The study published Monday morning in the journal JAMA Pediatrics showed the benefits of the Preventive Care Program for Urban Children with Asthma. It partners with city schools to get students to take their medicine every morning at school.
The program is helping students to better manage asthma on their own, reducing asthma attacks with students like Mosi Burks-Mataji. He takes his meds daily, he gets a reminder at school.
The research showed telemedicine, combined with school-based therapy, can help reduce emergency room visits for children with asthma by more than 50 percent. The RCSD students who were part of the Preventive Care Program for Urban Children with Asthma also had more symptom-free days.

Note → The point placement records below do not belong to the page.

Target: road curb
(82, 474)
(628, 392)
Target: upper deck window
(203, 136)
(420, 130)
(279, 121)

"We found improvements in their nighttime symptoms, which is really important for them to get good sleep," said Chief of the Division of General Pediatrics at URMC, doctor Jill Halterman. "We found they were less likely to have an emergency visit or hospitalization for asthma."
Asthma is the most common chronic condition affecting children in the United States. Children who are minorities are less likely than non-minority students to receive treatments for asthma, which leads them to suffer preventable and potentially dangerous asthma flare-ups, which can lead to expensive emergency room visits.